Paniqué, le Clabbert sauta hors de son trou et se ratrappa de toute justesse à la branche d'un cyprès voisin. Il se balança pour prendre de l'élan, les muscles tendus, et bondit d'arbre en arbre aussi longtemps que nécessaire pour que le chêne enflammé ne sorte enfin de son champ de vision.
À bout de souffle, il se laissa tomber le dos contre un tronc et jeta un regard circulaire autour de lui. Il devait se trouver au plus profond de la forêt, car elle était si dense que les feuilles des arbres formaient comme une sorte de dôme, en tout cas un bouclier efficace contre le déluge de pluie.
Il n'entendait plus ni le tonnerre, ni les éclairs. En fait, il n'entendait rien du tout. Rassuré, le Clabbert se mit en quête d'un petit animal à grignoter comme repas du soir. Après toutes ces émotions, il l'avait bien mérité ! Mais après une demie-heure de chasse infructueuse, il dut se rendre à l'évidence : il n'y avait pas âme qui vive dans cette partie de la forêt.
Cette constatation l'intrigua. Normalement, les créatures, qu'elles soient magiques ou non, fuyaient les endroits habités par l'Homme. Mais cette jungle avait l'air si sauvage, si indomptée, que la menace sur deux jambes ne pouvait être la cause de cette absence de faune.

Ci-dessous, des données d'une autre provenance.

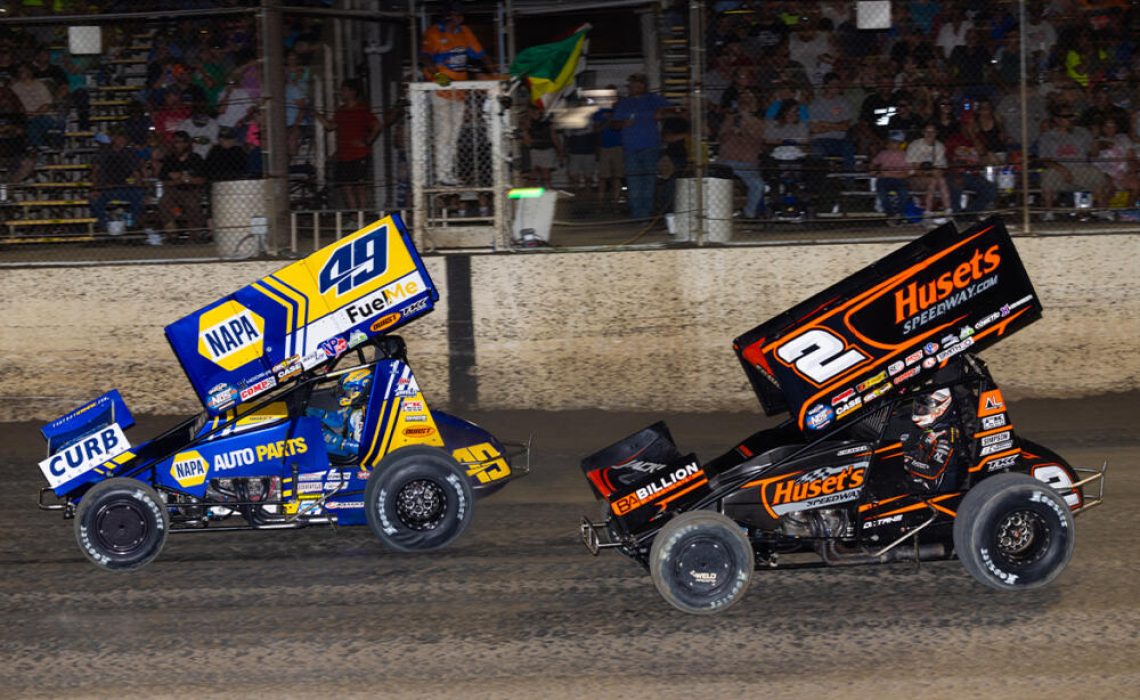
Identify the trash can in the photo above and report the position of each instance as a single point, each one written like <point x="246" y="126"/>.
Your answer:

Le Clabbert continua de se déplacer de branche en branche aussi silencieusement que possible. Le calme oppressant qui régnait ici imposait le respect. Il sentait l'inquiétude grandir un peu plus en lui à chaque seconde qui s'écoulait. Les battements de son cœur résonnaient de plus en plus fort dans sa poitrine, telle une marche funèbre. Et la nuit qui tombait inexorablement ne faisait qu'aiguiser davantage ses craintes.
Il entendit soudain des sons plus loin entre les bosquets. Des voix humaines, certainement un mâle et une femelle. La pustule sur son front vira instantanément à l'écarlate, et il décida de prendre ses jambes à son cou avant que les intrus ne s'aperçoivent de sa présence en ces lieux et ne décident qu'il ferait un excellent dîner ou bien une belle descente de lit.
Une clairière lui apparut bientôt, et les voix étant devenues à nouveau inaudibles, il descendit au sol. Il avait repéré une flaque d'eau, et cette course folle pour fuir les flammes, puis les Hommes, l'avait assoiffé. L'orage était complètement passé à présent, laissant place à un brouillard épais et lugubre. La lune dans son premier quartier brillait à peine au dessus de la cîme des arbres.
Tout n'était à nouveau plus que silence. Seules quelques gouttes agglutinées sur les feuillages continuaient de tomber dans un clapotis angoissant.
Le Clabbert s'approcha de la petite mare et il plongea goulûment le museau. En entendant les voix, il avait cru que c'était bel et bien les humains qui avaient pousser les animaux à abandonner cette partie de la forêt. Mais lorsqu'il releva la tête hors de la flaque, il comprit qu'il s'était trompé.
Dans son reflet à la surface de l'eau, il vit flotter une ombre juste au dessus de son épaule, et qui se démarquait nettement de la brume blanchâtre : une forme noire monstrueuse, sertie de deux yeux rouges sang. Et ces yeux le fixaient d'un air carnassier. Sa pustule n'eut pas le temps de se mettre à clignoter, que l'ombre fondit sur lui, et le Clabbert s'enfonça alors dans de profondes et obscures abysses.